The additional rate will apply when you have the following include:
- Single: When you make $200,000 or above.
- Married filing jointly: $250,000
- Married filing separately: $125,000
The self-employed individual will need to pay the higher tax rate as well. They will be at the same income level when it comes to the Additional Medicare tax as well. Working with a financial planner will help you determine how much you will need to pay for these taxes.
What About Self-Employed Individuals?
Even if you work for yourself, you will need to pay in the Medicare tax. The amount that you pay is usually a bit higher and you will not have an employer match on it like a salaried employee. Depending on whether you owe above a certain threshold for taxes at the end of the year, after deductions, you can pay it when you do your taxes each year or you can pay it quarterly with the rest of your taxes. A tax professional will be able to walk you through this to make sure you get the right amount of Medicare taxes paid.
What do Medicare Taxes Fund?
Now that we know a little bit more about the Medicare taxes and what they are all about, many taxpayers may be curious as to what Medicare taxes fund in the first place? These taxes are going to fund Medicare coverage, which is the federal health insurance program that will provide millions of disabled and retired individuals with the access they need to medical treatment.
There are four different parts that come with the Medicare program.
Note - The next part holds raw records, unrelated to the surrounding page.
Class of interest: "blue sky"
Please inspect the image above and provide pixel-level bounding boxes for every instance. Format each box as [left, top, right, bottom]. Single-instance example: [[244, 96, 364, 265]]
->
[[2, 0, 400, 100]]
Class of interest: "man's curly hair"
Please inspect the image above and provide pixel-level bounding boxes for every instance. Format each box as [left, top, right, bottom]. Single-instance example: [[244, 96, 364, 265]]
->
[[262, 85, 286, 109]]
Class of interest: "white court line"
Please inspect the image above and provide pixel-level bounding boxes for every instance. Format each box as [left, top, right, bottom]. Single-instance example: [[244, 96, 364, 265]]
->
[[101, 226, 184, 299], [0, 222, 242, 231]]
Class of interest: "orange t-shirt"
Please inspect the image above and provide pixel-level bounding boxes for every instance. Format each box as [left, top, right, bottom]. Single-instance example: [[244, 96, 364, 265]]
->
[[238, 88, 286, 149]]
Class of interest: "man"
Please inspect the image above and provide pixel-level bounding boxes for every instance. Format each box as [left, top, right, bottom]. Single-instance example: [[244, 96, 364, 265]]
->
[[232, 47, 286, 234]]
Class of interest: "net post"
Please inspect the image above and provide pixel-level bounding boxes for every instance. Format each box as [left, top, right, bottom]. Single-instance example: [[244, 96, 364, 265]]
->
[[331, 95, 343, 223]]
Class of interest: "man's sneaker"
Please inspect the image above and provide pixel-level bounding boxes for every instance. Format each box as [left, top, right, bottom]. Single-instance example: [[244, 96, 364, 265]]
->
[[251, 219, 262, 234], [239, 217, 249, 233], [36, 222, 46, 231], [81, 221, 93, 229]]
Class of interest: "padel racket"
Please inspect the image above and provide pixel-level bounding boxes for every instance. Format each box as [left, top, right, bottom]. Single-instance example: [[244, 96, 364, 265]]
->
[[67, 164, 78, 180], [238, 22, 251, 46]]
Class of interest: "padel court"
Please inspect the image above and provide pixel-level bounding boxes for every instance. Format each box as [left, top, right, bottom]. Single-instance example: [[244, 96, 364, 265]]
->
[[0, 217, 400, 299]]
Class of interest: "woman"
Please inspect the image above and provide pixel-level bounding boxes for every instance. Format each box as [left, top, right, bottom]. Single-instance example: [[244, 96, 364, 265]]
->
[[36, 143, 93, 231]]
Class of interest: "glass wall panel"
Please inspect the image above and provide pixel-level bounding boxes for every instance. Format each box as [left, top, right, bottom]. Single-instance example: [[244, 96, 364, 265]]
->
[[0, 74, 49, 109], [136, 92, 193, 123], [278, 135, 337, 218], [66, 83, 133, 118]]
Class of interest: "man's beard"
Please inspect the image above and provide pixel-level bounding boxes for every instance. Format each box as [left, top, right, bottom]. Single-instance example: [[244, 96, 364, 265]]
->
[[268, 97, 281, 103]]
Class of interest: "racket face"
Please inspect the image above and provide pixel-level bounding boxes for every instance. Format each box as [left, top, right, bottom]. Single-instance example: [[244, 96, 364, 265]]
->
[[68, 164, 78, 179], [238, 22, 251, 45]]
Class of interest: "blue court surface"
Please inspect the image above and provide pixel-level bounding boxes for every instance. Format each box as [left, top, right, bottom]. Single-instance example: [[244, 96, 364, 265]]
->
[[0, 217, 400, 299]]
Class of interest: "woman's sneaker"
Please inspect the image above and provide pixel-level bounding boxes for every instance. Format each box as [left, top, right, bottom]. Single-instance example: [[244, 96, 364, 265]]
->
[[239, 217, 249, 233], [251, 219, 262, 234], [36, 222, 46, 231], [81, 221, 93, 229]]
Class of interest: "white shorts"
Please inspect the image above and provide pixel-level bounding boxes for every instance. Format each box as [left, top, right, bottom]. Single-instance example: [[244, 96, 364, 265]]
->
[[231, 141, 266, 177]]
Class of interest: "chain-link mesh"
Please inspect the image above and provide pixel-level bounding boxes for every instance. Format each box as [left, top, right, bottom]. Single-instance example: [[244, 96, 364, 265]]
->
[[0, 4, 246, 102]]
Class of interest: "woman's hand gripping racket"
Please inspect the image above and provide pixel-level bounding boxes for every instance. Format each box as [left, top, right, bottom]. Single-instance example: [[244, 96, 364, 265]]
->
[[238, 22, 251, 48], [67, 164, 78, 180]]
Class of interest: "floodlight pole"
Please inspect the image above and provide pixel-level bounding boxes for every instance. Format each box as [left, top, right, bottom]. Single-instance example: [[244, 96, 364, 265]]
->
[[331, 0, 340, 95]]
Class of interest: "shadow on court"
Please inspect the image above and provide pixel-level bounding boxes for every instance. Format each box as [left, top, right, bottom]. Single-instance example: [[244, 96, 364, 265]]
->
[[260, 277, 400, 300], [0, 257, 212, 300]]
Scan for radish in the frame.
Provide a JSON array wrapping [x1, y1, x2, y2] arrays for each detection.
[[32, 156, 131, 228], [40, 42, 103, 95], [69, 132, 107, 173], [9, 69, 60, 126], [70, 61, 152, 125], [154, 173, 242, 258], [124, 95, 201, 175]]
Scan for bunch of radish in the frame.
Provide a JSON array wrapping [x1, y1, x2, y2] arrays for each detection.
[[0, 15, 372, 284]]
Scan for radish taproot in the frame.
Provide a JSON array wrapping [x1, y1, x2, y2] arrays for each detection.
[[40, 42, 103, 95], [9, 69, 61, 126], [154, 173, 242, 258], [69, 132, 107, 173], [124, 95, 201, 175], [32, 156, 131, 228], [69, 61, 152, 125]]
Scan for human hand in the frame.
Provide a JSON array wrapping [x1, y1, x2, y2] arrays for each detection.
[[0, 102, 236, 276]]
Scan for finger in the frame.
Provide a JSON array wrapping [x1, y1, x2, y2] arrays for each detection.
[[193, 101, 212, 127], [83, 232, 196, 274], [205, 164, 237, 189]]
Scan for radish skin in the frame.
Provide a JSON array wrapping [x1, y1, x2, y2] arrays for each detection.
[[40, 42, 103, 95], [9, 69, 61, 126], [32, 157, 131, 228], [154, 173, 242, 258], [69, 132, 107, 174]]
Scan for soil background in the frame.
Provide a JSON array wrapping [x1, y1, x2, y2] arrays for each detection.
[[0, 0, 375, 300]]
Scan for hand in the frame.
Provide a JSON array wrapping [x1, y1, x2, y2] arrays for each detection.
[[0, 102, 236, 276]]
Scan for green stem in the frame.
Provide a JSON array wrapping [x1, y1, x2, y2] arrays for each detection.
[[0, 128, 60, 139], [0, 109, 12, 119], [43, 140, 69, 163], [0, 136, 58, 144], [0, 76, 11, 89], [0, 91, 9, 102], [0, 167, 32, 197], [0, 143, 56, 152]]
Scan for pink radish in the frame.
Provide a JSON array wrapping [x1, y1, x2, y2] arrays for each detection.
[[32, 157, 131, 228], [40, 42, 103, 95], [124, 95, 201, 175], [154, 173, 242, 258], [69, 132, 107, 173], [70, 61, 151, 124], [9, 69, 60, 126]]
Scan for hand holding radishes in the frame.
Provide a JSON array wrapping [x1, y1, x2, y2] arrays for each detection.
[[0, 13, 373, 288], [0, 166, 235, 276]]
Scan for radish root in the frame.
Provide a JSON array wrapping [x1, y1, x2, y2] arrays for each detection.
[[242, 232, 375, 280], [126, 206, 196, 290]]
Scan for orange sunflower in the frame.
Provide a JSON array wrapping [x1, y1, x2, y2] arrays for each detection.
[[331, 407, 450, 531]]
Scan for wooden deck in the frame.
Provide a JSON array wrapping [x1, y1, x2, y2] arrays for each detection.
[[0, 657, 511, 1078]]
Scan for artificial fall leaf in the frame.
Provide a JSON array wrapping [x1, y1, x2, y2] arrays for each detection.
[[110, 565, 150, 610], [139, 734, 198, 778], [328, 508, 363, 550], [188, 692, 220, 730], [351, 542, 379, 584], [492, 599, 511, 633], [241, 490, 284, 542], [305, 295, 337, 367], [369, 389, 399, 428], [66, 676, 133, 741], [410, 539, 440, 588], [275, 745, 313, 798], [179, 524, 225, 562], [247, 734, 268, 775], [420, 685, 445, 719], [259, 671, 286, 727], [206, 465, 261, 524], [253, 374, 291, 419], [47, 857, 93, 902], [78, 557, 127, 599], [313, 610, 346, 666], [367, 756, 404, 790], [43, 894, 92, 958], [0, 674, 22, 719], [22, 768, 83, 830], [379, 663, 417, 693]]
These include:
- Medical insurance
- Hospital insurance
- Medicare Advantage plans
- And coverage for prescription drugs
Those who receive coverage through Medicare will be able to obtain benefits like inpatient hospital care, medications, and outpatient care. Taxpayers help to fund this while they are working and will get to receive the benefits when they get older.
Paying the Medicare Tax
For most employees, the Medicare tax is taken out of your paycheck each month. You will not have to take additional steps to get it done. The HR department for your employer will figure out the exact amount that you owe and will add that to your paystub so you can check the math. For self-employed individuals, you will need to take accurate accounts of your income to make sure that you pay the right amount.